Who reads L.E. Sissman today? Had he not died in 1976 at the appalling age of 48, Sissman might have become a Grand Old Man of American Letters, if such a notion is not already extinct, though his sensibility would have been too ironical to take seriously so exalted a title. Like Wallace Stevens and Charles Ives, Sissman was an artist-in-disguise, a poet in a three-piece suit. He worked in advertising, the bane of sensitive plants, and wrote some of the best mid-century American poems.
He paid the ultimate price in order to write his finest work. In 1965 Sissman was diagnosed with Hodgkin’s disease, and three years later he published his first book, Dying: An Introduction. For 11 years he fought cancer and, until his final year, continued writing poems, many chronicling his disease and impending death, but his work is never mawkish. He didn’t indulge in that dismayingly popular sub-genre, the “victim” poem. Sissman was too urbane to think suffering and death confer nobility. He knew he was facing a commonplace inevitability. This is from “A Deathplace”:
“Very few people know where they will die,
But I do: in a brick-faced hospital,
Divided, not unlike Caesarean Gaul,
Into three parts….”
I’m reminded of what Charles Lamb wrote on Sept. 9, 1826, in a letter to his friend John Bates Dibdin: “The Tyranny of Sickness is nothing to the Cruelty of Convalescence: tis to have Thirty Tyrants for one.”
“Homage to Clotho: A Hospital Suite” was published posthumously in his collected poems, Hello, Darkness. Sissman favored poems written in suites, as his punning title suggests. One need not have cancer or any mortal illness, nor know someone who does, to appreciate Sissman’s wit and craft. Again this is not poetry written by a victim, for victims. For the Greeks, Clotho was the youngest of the Fates, who spun the threads of life for all men and women. Here’s the first movement:
“Nowhere is all around us, pressureless,
A vacuum waiting for rupture in
The tegument, a puncture in the skin,
To pass inside without a password and
Implode us into Erewhon. This room
Is dangerously unguarded: in one wall
An empty elevator clangs its doors,
Imperiously, for fodder; in the hall,
Bare stretchers gape for commerce; in the air
Outside, a trembling, empty brightness falls
In hunger on those whom it would devour
Like any sparrow hawk as darkness falls
And rises silently up the steel stairs
To the eleventh and last floor, where I
Reside on sufferance of authorities
Until my visas wither, and I die.”
Formal mastery offsets nothingness, at least for the length of 16 lines. One of my favorite Sissman poems is “American Light: A Hopper Retrospective,” another suite-poem. This is the first movement:
“A man, a plan, a spandrel touched with fire,
A morning-tinted cornice, a lit spire,
A clapboard gable beetled with the brow-
Shadows of lintels, a glazed vacancy
In shut-up shopfronts, an ineffably
Beautiful emptiness of sunlight in
Bare rooms of which he was the sole inhabitant:
The morning and the evening of his life
Rotated, a lone sun, about the plinth
On which he stood in granite, limned by light
That lasted one day long and then went out.”

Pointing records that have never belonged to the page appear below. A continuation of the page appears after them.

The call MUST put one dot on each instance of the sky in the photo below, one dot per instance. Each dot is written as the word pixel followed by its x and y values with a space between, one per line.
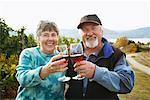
pixel 114 14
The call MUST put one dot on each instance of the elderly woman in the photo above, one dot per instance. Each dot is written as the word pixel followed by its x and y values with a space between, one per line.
pixel 39 68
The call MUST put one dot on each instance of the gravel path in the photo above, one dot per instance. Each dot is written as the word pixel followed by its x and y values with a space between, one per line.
pixel 137 65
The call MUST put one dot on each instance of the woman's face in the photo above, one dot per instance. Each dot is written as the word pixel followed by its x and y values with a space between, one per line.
pixel 47 41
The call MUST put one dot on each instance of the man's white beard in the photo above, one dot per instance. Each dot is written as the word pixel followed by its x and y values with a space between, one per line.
pixel 92 43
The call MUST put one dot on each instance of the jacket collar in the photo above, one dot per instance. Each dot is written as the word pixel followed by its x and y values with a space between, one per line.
pixel 106 50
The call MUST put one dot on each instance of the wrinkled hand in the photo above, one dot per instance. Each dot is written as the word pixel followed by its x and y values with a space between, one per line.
pixel 57 64
pixel 85 68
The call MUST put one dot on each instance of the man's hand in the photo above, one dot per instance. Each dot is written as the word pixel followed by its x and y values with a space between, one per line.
pixel 85 68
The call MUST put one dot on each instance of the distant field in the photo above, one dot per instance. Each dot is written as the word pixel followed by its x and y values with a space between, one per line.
pixel 143 58
pixel 141 90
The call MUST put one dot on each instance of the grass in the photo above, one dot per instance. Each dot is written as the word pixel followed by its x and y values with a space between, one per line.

In Sissman’s poems there is always exuberance, a spilling over of energy and mind. He doesn’t threaten you, but reminds you that life is the real gift. Again, Lamb comes to mind, this time in a letter he wrote on Nov. 13, 1798, to another friend, Robert Lloyd:
“You say that `this World to you seems drain’d of all its sweets!’ At first I had hoped you only meant to insinuate the high price of Sugar! But I am afraid you meant more. O Robert, I don’t know what you call sweet. Honey and the honeycomb, roses and violets, are yet in the earth. The sun and moon yet reign in Heaven, and the lesser lights keep up their pretty twinklings. Meats and drinks, sweet sights and sweet smells, a country walk, spring and autumn, follies and repentance, quarrels and reconcilements, have all a sweetness by turns. Good humour and good nature, friends at home that love you, and friends abroad that miss you, you possess all these things, and more innumerable, and these are all sweet things….You may extract honey from everything; do not go a gathering after gall. The Bees are wiser in their generation than the race of sonnet writers and complainers, Bowle’s and Charlotte Smiths, and all that tribe, who can see no joys but what are past, and fill people’s heads with notions of the unsatisfying nature of Earthly comforts. I assure you I find this world a very pretty place.”